# Replacing BOSE Concert stereo with aftermarket system



## Govt-Cheese (Oct 13, 2009)

After some digging, I found this great brochure, thought I'd share it again:

http://www.wak-tt.com/tt/Bose_Config.htm

I'm going to replace everything, new head unit, components in doors, 3 1/2" in rear and subwoofer. My question is, what do I do with the "centerfill" speaker in the dash? And I mean, should I try to use it or just ignore it. I assume, with a wiring harness, it will not be connected to the HU. IF I try to reconnect it, any idea where the wiring is/ what color? It's probably more trouble than it's worth but hey, why not ask?

Also, can anyone point me to the factory amp location? I assume I need to bypass the POS right?

:thumbup:


----------



## Govt-Cheese (Oct 13, 2009)

Oh and I have a 2002 225q roadster not a coupe.


----------



## Govt-Cheese (Oct 13, 2009)

BUMP

No ideas? About the center speaker or the Bose amp?


----------



## Vegas-RoadsTTer (Mar 17, 2013)

*Might have better response on the audio forum here or Quattroworld*

.


----------



## Govt-Cheese (Oct 13, 2009)

Ok I found the location, according to another website it is behind the rear passenger speaker. Someone did a decent write up on it, I don't want to post links to other forums but PM if you need it and I'll send a link.
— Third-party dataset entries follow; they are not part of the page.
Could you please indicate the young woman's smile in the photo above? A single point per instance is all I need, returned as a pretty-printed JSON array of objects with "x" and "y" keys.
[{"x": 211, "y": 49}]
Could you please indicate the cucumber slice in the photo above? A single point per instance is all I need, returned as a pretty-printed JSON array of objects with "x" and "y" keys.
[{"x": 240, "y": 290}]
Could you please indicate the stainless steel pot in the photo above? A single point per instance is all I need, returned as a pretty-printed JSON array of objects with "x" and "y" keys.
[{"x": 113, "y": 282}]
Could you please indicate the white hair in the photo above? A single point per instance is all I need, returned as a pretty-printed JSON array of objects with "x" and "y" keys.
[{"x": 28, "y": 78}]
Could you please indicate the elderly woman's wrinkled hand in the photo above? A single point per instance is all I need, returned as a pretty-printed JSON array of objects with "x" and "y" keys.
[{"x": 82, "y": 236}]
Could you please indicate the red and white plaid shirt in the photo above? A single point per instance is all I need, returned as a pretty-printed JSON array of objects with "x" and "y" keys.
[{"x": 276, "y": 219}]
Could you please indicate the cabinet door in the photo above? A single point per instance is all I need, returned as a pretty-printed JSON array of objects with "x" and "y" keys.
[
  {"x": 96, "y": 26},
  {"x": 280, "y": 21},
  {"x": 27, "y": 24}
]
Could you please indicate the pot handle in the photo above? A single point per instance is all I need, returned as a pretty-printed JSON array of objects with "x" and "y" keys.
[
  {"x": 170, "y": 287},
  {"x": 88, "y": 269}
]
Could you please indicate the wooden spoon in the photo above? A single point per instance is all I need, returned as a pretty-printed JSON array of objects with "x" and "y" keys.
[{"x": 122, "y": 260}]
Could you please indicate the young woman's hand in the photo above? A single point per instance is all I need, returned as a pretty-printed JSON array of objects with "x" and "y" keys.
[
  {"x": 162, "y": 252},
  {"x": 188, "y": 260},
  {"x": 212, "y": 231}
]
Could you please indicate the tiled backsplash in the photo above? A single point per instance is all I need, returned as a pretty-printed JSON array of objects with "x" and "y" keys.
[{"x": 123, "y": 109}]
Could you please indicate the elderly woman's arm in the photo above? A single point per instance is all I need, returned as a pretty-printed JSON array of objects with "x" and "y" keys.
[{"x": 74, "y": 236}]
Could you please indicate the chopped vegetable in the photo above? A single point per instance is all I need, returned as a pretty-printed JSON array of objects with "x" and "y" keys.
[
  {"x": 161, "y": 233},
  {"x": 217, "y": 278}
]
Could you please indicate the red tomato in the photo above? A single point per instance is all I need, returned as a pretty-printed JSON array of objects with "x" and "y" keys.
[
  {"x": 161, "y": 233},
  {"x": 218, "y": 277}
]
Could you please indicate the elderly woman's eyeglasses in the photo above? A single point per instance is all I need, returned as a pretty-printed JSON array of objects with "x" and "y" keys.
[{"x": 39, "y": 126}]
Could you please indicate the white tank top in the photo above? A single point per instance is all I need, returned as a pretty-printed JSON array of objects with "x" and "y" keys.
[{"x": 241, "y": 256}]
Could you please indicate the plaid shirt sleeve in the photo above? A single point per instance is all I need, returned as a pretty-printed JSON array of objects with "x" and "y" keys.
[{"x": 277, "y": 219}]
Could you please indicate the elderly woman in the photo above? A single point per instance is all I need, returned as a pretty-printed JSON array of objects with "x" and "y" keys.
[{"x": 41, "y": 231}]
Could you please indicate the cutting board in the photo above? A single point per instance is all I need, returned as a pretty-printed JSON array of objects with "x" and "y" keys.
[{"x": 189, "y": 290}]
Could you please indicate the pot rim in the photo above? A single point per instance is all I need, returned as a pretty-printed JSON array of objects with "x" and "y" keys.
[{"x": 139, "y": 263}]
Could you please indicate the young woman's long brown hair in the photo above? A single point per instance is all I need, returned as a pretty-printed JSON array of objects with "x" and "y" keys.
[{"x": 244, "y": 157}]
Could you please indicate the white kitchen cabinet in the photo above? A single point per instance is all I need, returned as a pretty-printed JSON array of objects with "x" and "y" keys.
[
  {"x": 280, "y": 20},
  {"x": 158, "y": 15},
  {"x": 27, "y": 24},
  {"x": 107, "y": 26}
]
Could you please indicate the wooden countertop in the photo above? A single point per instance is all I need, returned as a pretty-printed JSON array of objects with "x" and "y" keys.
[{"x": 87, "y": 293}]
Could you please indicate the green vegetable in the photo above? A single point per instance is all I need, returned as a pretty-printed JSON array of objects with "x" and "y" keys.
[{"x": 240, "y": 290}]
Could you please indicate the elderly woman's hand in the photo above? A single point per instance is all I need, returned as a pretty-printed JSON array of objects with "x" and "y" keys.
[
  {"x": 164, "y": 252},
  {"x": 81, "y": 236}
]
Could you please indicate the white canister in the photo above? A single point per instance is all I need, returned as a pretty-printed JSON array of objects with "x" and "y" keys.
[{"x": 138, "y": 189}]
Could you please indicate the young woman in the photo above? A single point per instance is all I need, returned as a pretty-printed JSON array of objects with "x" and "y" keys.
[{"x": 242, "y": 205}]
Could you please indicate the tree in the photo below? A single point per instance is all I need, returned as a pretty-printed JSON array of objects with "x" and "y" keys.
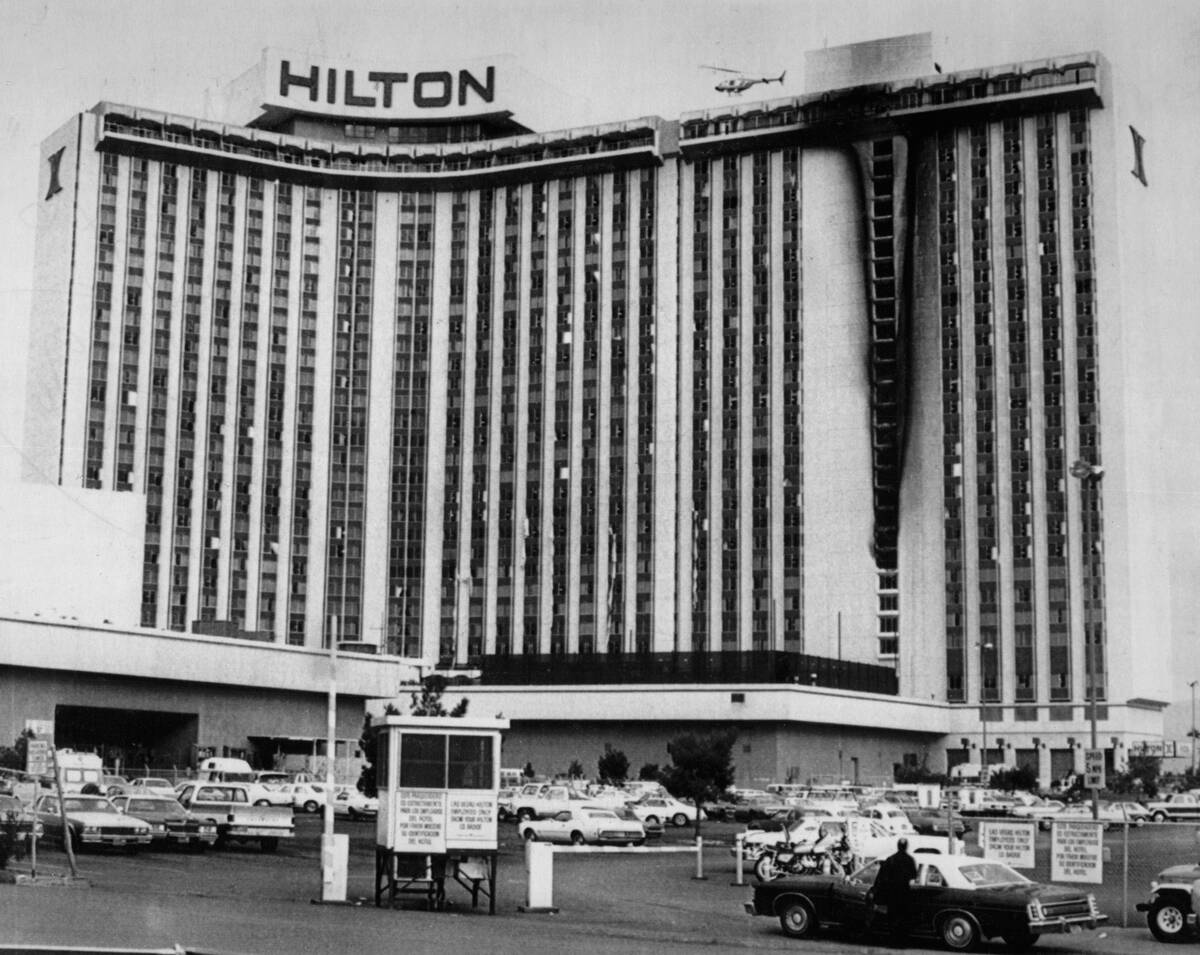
[
  {"x": 701, "y": 768},
  {"x": 613, "y": 766},
  {"x": 1023, "y": 778},
  {"x": 429, "y": 701}
]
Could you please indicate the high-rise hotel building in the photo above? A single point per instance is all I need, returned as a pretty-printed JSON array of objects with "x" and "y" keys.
[{"x": 844, "y": 377}]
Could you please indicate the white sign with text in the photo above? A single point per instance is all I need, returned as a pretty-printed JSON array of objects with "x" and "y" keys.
[
  {"x": 1009, "y": 842},
  {"x": 1077, "y": 852}
]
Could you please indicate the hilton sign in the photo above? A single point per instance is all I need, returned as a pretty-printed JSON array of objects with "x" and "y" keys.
[{"x": 301, "y": 84}]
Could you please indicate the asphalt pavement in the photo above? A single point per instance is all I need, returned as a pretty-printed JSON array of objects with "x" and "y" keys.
[{"x": 243, "y": 902}]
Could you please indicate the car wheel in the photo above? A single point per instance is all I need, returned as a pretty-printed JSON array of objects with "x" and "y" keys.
[
  {"x": 797, "y": 919},
  {"x": 959, "y": 932},
  {"x": 1167, "y": 920},
  {"x": 1021, "y": 941}
]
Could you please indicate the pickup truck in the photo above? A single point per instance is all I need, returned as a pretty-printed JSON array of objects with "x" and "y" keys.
[
  {"x": 229, "y": 806},
  {"x": 1175, "y": 806}
]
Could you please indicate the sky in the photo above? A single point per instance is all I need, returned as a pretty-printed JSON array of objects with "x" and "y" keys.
[{"x": 618, "y": 58}]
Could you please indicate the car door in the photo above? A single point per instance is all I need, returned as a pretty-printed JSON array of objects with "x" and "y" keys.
[{"x": 849, "y": 904}]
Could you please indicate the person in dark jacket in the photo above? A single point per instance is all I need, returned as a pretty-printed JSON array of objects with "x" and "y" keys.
[{"x": 892, "y": 893}]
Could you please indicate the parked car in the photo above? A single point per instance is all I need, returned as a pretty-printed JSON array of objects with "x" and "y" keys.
[
  {"x": 1169, "y": 913},
  {"x": 1110, "y": 814},
  {"x": 307, "y": 797},
  {"x": 351, "y": 803},
  {"x": 25, "y": 824},
  {"x": 585, "y": 826},
  {"x": 665, "y": 809},
  {"x": 959, "y": 900},
  {"x": 91, "y": 821},
  {"x": 150, "y": 785},
  {"x": 169, "y": 823}
]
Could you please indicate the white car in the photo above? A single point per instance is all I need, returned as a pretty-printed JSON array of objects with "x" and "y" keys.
[
  {"x": 150, "y": 786},
  {"x": 351, "y": 803},
  {"x": 309, "y": 797},
  {"x": 664, "y": 809},
  {"x": 585, "y": 826}
]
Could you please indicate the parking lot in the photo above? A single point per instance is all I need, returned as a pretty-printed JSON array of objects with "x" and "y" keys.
[{"x": 239, "y": 900}]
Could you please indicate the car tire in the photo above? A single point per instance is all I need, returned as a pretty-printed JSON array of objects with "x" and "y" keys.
[
  {"x": 959, "y": 932},
  {"x": 1021, "y": 941},
  {"x": 1168, "y": 920},
  {"x": 797, "y": 919}
]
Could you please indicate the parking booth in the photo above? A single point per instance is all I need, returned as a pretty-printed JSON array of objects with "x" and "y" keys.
[{"x": 438, "y": 780}]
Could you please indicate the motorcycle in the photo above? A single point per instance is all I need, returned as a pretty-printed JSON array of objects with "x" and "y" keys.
[{"x": 831, "y": 854}]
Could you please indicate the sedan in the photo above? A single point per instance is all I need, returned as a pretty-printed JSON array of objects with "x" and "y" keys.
[
  {"x": 91, "y": 821},
  {"x": 665, "y": 809},
  {"x": 169, "y": 823},
  {"x": 582, "y": 827},
  {"x": 958, "y": 900},
  {"x": 351, "y": 803},
  {"x": 150, "y": 786}
]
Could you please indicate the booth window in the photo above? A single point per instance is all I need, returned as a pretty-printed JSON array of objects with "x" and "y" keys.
[
  {"x": 471, "y": 763},
  {"x": 423, "y": 761},
  {"x": 445, "y": 762}
]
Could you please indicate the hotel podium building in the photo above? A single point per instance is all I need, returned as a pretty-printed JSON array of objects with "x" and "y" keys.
[{"x": 837, "y": 390}]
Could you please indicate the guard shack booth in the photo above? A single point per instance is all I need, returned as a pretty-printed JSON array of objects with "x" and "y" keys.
[{"x": 438, "y": 780}]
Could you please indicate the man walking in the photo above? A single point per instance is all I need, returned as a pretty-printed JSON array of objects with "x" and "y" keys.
[{"x": 892, "y": 892}]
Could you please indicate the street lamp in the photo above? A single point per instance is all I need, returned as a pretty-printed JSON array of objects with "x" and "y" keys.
[
  {"x": 1193, "y": 733},
  {"x": 983, "y": 712},
  {"x": 1089, "y": 476}
]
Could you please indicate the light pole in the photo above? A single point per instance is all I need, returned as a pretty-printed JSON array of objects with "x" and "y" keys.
[
  {"x": 983, "y": 710},
  {"x": 1089, "y": 476},
  {"x": 1193, "y": 733}
]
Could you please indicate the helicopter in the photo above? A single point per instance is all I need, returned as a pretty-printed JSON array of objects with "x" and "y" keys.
[{"x": 741, "y": 82}]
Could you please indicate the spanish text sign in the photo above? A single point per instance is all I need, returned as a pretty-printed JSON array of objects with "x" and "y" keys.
[
  {"x": 420, "y": 821},
  {"x": 1009, "y": 842},
  {"x": 1077, "y": 852}
]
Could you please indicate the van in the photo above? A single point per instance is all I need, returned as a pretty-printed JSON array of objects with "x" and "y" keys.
[{"x": 77, "y": 769}]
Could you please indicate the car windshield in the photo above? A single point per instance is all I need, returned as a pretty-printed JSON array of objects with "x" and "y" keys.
[
  {"x": 153, "y": 805},
  {"x": 987, "y": 875},
  {"x": 83, "y": 804}
]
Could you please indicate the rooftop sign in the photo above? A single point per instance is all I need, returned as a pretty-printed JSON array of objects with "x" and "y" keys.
[{"x": 375, "y": 92}]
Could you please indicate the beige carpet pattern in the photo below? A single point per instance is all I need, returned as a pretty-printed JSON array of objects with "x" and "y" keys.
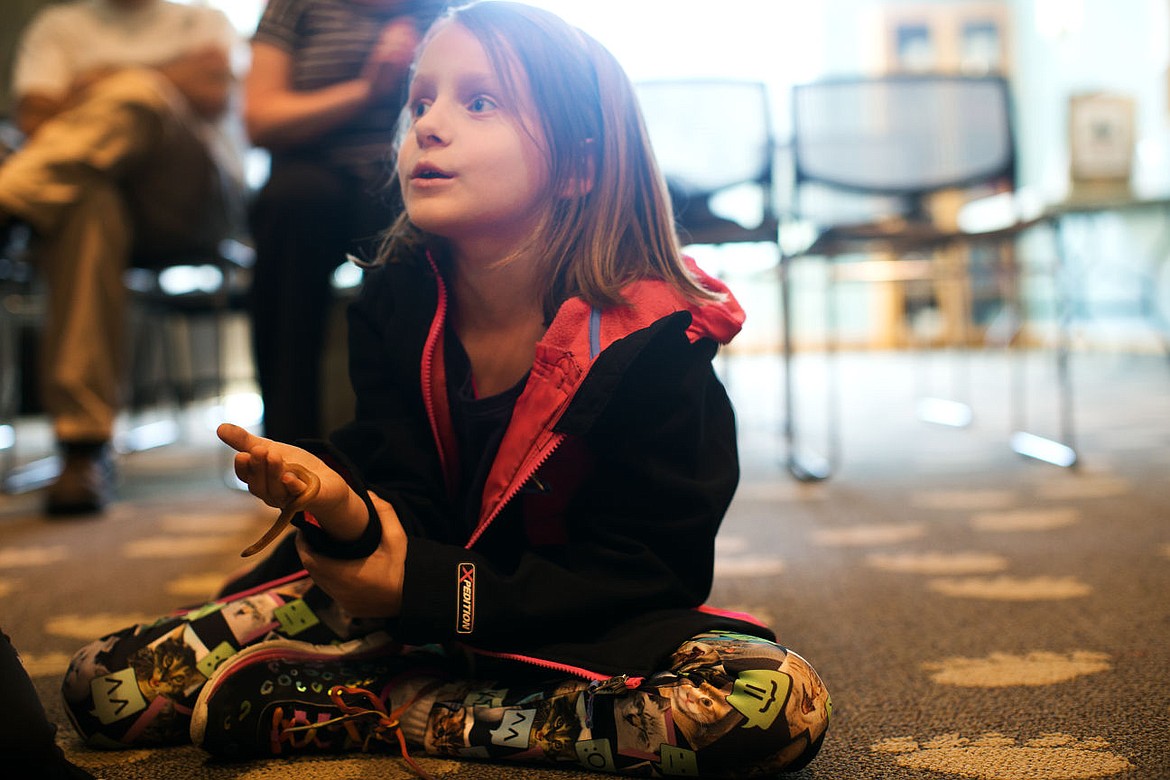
[{"x": 976, "y": 615}]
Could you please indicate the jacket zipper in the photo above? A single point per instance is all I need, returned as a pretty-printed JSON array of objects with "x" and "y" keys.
[
  {"x": 428, "y": 353},
  {"x": 524, "y": 475}
]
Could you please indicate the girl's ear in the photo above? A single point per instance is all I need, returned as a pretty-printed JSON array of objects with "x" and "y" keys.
[{"x": 580, "y": 184}]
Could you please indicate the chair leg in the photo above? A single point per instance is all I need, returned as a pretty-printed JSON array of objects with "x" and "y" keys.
[
  {"x": 1061, "y": 451},
  {"x": 802, "y": 467}
]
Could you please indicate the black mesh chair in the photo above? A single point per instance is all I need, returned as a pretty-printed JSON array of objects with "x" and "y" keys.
[
  {"x": 170, "y": 321},
  {"x": 881, "y": 167}
]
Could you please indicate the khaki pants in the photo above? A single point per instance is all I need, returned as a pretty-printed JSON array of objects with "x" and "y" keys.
[{"x": 125, "y": 173}]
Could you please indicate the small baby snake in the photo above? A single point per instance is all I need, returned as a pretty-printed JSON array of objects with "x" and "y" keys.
[{"x": 294, "y": 505}]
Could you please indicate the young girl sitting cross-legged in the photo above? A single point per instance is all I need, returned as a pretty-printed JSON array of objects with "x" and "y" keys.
[{"x": 508, "y": 551}]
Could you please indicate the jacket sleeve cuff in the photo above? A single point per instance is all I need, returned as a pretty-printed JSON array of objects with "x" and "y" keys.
[{"x": 317, "y": 537}]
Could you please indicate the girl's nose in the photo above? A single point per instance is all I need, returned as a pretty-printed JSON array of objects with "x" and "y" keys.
[{"x": 429, "y": 129}]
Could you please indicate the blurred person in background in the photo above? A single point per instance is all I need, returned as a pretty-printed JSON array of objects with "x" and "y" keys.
[
  {"x": 323, "y": 96},
  {"x": 128, "y": 153}
]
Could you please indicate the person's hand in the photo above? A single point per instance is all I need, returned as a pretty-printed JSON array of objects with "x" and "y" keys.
[
  {"x": 391, "y": 57},
  {"x": 367, "y": 587},
  {"x": 204, "y": 76},
  {"x": 263, "y": 466}
]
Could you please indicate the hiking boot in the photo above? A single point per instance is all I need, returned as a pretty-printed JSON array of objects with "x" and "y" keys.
[
  {"x": 284, "y": 697},
  {"x": 85, "y": 484}
]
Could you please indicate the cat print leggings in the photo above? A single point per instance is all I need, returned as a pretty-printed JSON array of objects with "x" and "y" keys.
[{"x": 727, "y": 704}]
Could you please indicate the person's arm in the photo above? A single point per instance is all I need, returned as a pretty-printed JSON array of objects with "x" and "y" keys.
[
  {"x": 276, "y": 116},
  {"x": 35, "y": 109}
]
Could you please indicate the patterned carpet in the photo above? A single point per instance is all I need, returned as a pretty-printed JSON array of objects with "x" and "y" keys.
[{"x": 975, "y": 614}]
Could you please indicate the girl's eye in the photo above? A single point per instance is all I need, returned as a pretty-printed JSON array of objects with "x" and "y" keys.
[{"x": 481, "y": 103}]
Pioneer, Rockford Fosgate and MB Quart goodness is on it's way! I'll take pics of the install.


----------



## Mykal (Sep 7, 2012)

Govt-Cheese said:


> I don't want to post links to other forums


:screwy:
Post the damn link.


----------



## warranty225cpe (Dec 3, 2008)

Govt-Cheese said:


> Ok I found the location, according to another website it is behind the rear passenger speaker. Someone did a decent write up on it, I don't want to post links to other forums but PM if you need it and I'll send a link.
> 
> Pioneer, Rockford Fosgate and MB Quart goodness is on it's way! I'll take pics of the install.


I LOVED my MB Quarts!

Post up the links. We need to start an "All things TT audio" thread. Too many of these threads keep popping up. We need something "stickied".


----------



## ModsTTand (Jul 8, 2009)

(Post up the links. We need to start an "All things TT audio" thread. Too many of these threads keep popping up. We need something* "stickied"*.)

I'm gathering information regarding the same topic , I concur ur suggestion Warrant


----------



## lite1979 (Sep 9, 2005)

I'm following this as well. I can't invest in a decent sound system just yet (and I may just replace my door speakers when all is said and done), but I've managed to get to every speaker in the car between taking out my headliner and replacing the heater core in my coupe.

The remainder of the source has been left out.